Moritzburg Festival voll erblüht

Olli Mustonen im Mittelpunkt des »Skandinavischen Sommers«

Seit diesem Jahr haben die Moritzburger Konzerte programmatische Titel, im Mittelpunkt bleibt dennoch die Musik. Am Sonnabend wurde diese von Skandinaviern (mit-)geprägt: Olli Mustonen trat als Pianist und Komponist auf, darüber hinaus erklang mit Carl Nielsens Opus 1 dessen »Lille Suite« (Kleine Suite) für neun Streicher eröffnete den Abend. Arnaud Sussmann und Mira Wang (1. Violinen), Danbi Um und Paul Huang (2. Violinen), Pauline Sachse und Nicholas Chords (Violen), Floris Mijnders und Narek Hakhnazaryan (Violoncelli) sowie der »ständige Moritzburg-Bassist« Janne Saksala legten dabei offen, was »skandinavisch« meint: helle, luftige, beschwingte Farben. Berückend war, wie homogen das Ensemble zusammenwuchs und zu einem regelrechten Orchesterklang fand. Immer wieder bot Nielsen den Stimmführern Gelegenheit für liedhafte Soli, während er dem Intermezzo den Charme gedämpfter Violinen bescherte – das war doch wieder einmal eine Bereicherung!

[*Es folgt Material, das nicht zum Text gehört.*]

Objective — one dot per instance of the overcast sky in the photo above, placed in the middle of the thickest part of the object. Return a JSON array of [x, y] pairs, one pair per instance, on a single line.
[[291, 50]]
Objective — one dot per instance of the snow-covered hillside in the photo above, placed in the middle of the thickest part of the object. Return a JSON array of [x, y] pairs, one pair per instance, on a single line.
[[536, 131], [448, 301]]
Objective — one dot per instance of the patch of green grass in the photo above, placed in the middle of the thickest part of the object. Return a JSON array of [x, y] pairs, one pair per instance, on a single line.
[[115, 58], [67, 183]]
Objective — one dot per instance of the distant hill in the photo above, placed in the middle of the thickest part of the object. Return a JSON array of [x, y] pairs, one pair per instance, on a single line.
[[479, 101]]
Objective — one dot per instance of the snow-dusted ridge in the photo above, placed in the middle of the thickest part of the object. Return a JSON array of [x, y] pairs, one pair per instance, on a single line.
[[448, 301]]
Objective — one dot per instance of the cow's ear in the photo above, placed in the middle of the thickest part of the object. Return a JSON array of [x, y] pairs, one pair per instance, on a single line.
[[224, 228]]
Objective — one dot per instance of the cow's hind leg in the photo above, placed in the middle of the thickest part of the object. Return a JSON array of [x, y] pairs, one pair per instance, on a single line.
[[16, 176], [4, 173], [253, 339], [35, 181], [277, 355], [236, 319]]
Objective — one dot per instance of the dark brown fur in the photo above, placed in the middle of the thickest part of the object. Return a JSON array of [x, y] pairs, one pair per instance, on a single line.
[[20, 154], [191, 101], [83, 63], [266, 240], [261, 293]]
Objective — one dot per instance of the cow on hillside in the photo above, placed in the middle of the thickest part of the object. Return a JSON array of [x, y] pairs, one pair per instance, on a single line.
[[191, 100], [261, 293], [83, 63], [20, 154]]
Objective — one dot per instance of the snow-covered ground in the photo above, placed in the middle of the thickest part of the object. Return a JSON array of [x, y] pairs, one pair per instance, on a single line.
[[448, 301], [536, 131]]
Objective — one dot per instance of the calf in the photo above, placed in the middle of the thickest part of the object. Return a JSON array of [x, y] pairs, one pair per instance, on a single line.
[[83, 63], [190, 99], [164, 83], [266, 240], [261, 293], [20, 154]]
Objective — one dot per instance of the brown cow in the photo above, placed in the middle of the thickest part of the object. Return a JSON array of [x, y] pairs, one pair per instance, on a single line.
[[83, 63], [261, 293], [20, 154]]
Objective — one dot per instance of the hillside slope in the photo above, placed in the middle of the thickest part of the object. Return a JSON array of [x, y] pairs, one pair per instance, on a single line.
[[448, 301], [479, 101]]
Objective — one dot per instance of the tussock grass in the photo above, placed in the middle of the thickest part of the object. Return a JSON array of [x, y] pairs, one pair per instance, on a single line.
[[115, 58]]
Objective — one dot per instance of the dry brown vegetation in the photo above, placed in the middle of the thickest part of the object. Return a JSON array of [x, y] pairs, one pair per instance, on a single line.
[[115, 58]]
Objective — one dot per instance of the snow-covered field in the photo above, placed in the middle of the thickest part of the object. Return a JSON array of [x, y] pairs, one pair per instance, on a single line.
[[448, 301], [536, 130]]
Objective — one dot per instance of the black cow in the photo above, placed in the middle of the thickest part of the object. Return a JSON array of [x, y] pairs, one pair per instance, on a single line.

Auf den Auftritt von Olli Mustonen waren nach dessen ersten Konzertbeiträgen Mitte der Woche viele gespannt, denn nun gab es Mustonen als Pianisten und Komponisten zu erleben. Noch 2012 hatte er ein Oboenquartett beigesteuert und Schumanns Phantasiestücke gespielt. In diesem Jahr erscheint Mustonen musikalisch deutlich dominanter, auch in seinem eigenen Klavierquintett. Ihm zur Seite standen Arnaud Sussmann, Paul Huong, Nicholas Chords und Jan Vogler (Violoncello).

Olli Mustonens Werk ist ein reiz- und effektvolles Stück, expressiv (erneut, es scheint dem Pianisten zu liegen) führt es eine musikalische Erregung mitreißend aus. Immer wieder entlockte der Pianist dem Flügel geradezu perkussive Klänge, aber auch die Streicher trugen mit Akkordschlägen bei – manchmal war man an die Jagd auf ein Individuum erinnert, wie sie Schostakowitsch einst in seinen Werken verankert hat. Entsprechend wurde es dynamisch fast ausufernd laut. Peitschend und aufreibend fand das Quintett eine Synthese aus Rhythmus (also Struktur) und Melodie (Stimmung), bis es schließlich im dritten Satz kontemplative Momente der Ruhe gab. Von hier steigerten sich die fünf Musiker noch einmal mit ungebremster Spiellust in ein fröhliches Finale.

Als Abschluß stand schließlich wieder einmal Robert Schumanns Klavierquintett Es-Dur auf dem Programm. Arnaud Sussmann sprang für den erkrankten Kai Vogler ein, an seiner Seite spielten Mira Wang, Pauline Sachse und Narek Hakhnazaryan, am Klavier noch einmal der Finne Mustonen. Dem Primarius muß man besonders hier eine erstklassige Rollenausübung attestieren, denn er führte nicht nur das Quartett äußerst stimmig zusammen, sondern sorgte ebenso für eine Verwebung mit dem Klavier – die Streicher waren kein »contre part«, sondern bildeten mit dem Pianisten eine Einheit.

So war das Klavier zwar nach wie vor tendentiell dominierend, im Verbund blieb es jedoch weitgehend ausgewogen, auch drangen Einzelstimmen immer wieder berückend hervor (erneut das herrliche Cello von Narek Hakhnazaryan). Eine Offenbarung war der zweite Satz, in dem die Streicher zunächst einzeln entzückten, dann aber zum Chor zusammenfanden. Den dritten und vierten Satz hingegen fügten die Musiker mit minimaler Pause zu einer Einheit – erneut konnte man spüren, was ein ganz wesentlicher Moritzburg-Faktor ist: die Spontanität, sich im Sinne des Stückes aufeinander einzustellen.